Yeşilçam denilen dip çukur, Ermeni/Çingene kırmalarıyla doluydu.

Diğer gayr-i müslim soylardan gelenler sayıca azınlıktaydılar.

Ses sanatçıları diye bilinenler arasında bile Ermeni/Çingene kırmaları doluydu, dolu…

Bunlar hep İblis’in planları… Bunları yapmadan insanları dinden, imandan, ahlaktan, namustan, faydalı işlerle meşgul olmaktan nasıl uzaklaştıracak. İblis dediğimiz cin taifesinden aciz bir kul. Yapabilecekleri çok sınırlı…

Sabetaycı Yahudi bir büyük vatan haini, diktatör, katliamcı, Türk ve İslam düşmanı, cinsi sapık, sübyancı, İngiliz casusu/piyonu olduğunu bütün cihana haykırdığım Adıtürk’te de ayrıca Ermenilik, Sırplık ve Çingenelik vardı.

Çingene yanı hafif kalmamıştı, epeyi baskındı.

Soyların/genlerin böyle ölçüsüz şekilde karışması da hep İblis’in ve Deccal’ın oyunu…

Böyle kişilerin boylarının çoğunlukla kısa, vücutlarının çelimsiz, gözlerinin şaşı, hareketlerinin hep fevri, hallerinin hep öfkeli, kararlarının çoğunlukla mantıksız olduğu görülür.

Konuları ve konuşmaları idrak etmekte çok zorlandıkları, çevreleri ile sağlıklı münasebet kuramadıkları görülür.

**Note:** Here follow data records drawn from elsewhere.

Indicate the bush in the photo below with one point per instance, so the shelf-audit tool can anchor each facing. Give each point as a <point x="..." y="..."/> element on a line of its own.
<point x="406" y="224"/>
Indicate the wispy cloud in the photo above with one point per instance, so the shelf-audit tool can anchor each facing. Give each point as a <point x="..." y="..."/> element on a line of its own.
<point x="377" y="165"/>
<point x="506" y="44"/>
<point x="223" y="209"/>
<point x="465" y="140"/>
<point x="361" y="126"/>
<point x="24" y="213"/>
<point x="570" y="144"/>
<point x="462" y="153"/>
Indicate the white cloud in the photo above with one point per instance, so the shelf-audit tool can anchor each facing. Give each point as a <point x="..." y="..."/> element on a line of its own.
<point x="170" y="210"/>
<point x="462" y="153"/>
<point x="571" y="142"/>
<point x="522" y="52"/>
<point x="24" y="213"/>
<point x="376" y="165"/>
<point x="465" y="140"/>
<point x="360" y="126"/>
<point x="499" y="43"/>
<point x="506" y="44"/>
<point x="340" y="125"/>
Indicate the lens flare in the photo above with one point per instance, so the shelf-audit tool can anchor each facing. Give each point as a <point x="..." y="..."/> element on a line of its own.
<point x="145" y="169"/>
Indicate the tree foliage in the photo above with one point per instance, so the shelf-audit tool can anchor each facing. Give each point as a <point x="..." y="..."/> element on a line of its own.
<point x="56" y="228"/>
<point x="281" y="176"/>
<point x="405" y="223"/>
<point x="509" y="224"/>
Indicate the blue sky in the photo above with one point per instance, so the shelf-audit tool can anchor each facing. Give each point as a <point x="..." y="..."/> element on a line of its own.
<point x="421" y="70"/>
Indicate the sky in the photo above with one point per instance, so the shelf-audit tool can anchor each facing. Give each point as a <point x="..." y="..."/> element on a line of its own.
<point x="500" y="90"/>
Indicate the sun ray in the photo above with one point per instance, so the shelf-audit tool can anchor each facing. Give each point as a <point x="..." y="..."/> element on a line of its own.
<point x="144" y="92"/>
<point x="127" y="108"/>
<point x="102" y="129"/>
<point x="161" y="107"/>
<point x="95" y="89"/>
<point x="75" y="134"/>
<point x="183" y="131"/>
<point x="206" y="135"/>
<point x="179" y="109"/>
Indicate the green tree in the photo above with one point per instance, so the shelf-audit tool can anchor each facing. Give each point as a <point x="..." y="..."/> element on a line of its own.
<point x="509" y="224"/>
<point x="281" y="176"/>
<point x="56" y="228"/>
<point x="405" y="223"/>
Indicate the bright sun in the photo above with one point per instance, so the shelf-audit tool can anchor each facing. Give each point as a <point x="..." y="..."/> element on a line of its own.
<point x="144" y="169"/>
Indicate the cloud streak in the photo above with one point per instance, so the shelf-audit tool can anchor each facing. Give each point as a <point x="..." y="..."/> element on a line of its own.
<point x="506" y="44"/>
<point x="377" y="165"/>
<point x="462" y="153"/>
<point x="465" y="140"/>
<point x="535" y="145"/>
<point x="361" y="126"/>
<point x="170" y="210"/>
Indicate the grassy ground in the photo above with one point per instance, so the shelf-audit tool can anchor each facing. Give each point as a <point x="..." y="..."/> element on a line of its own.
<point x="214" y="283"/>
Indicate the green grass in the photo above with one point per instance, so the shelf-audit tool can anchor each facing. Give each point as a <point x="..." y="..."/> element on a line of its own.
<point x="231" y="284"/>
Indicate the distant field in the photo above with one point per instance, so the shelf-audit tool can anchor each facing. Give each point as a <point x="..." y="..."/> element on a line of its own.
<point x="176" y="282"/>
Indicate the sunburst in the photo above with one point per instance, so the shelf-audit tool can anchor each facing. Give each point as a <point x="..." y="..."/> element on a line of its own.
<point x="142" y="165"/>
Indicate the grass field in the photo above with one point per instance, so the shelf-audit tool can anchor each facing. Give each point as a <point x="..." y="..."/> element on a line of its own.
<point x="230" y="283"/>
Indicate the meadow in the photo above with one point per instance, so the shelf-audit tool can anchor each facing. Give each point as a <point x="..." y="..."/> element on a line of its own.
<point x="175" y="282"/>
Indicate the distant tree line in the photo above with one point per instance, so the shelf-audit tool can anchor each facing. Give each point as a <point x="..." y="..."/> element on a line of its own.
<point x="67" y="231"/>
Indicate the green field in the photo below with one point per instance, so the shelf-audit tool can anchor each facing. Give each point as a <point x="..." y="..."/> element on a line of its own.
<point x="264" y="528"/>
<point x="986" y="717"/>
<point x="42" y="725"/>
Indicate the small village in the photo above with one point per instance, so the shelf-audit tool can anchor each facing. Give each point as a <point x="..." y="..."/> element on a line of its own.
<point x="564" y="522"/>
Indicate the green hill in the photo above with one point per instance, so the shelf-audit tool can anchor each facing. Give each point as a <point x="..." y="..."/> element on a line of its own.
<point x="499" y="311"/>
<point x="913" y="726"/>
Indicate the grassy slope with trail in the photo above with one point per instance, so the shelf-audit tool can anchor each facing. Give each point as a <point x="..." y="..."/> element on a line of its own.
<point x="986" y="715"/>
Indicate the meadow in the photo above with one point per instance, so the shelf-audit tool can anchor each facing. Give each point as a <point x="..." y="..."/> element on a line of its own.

Hep hırsız olurlar, dolandırıcılık yaparlar. Çok vahşidirler ve sanki merhametleri bünyelerinden sökülüp çıkartılmış gibidirler. Yine ortak bir özellik olarak tamamı cinsi sapık olurlar. Aralarından tecavüzcü de çok çıkar. Osmanlı’da böyleleri hep cellat yapılırlardı. Hiç zorlanmadan cellatlık yapabilirler, baş kesebilirlerdi.

Türkiye’nin ceza evlerinde bu konularda bilimsel incelemeler yapılabilir. Yapıldıkça memleketimizin, milletimizin faydasına olacaktır. Hususiyle Çingenelerle Kürtlerin genlerinin karıştığı şartlarda insanların ne kadar sorunlu, zararlı ve tehlikeli oldukları bilimsel olarak da tespit edilebilir.

Fadıl Akgündüz de Ermeni/Çingene kırması…

Onu bütün cihan çoktan dolandırıcı olarak bilmişken, Ahmet Mahmut Ünlü’nün, bir de dinimiz İslam’ı alet ederek Fadıl Akgündüz ile paslaşması, yeniden büyük dolandırıcılık işlerine girmeleri, bir yanıyla da gizli Ermeni paslaşmasıydı.

“Fadıl ağabeyimizin temiz paraları, böyle temiz hizmetlere nasip oluyor” diye onlarca tekrarla konuşmuştu o baş dolandırıcı Ahmet Mahmut Ünlü…

Sonra sistem onun bu konularda yargılanmasına bile izin vermedi. Oysa mağdurlar “Bizi Cübbeli Ahmet hocamız bu işlerin içine çekti” dediler açıkça…

Uygunsuz kodlarla dünyaya gelenlerden biri de Murat Bardakçı…

Bir yanında güçlü olarak Çingenelik var, diğer yandan Yahudilik de Ermenilik de var.

Böyleleri şu dünyada ne rahat bulurlar, huzur bulurlar, ne de başkalarına rahat ve huzur verirler. Tam bir baş belası olurlar. Sürekli atarlı, sinirli, kırıcı, yılan dilli olurlar. Merhamet diye bir damarları sanki kalmamış, cımbızla çekilmiş alınmıştır. Sürekli zevk, eğlence, çalıp oynama, çalıp yeme işleriyle meşgul olurlar. En sakin göründükleri anlarda bile saniyede sinirden parlayabilirler.

Din, haya, namus, dava tanımazlar. Kadınlarını kıskanmazlar.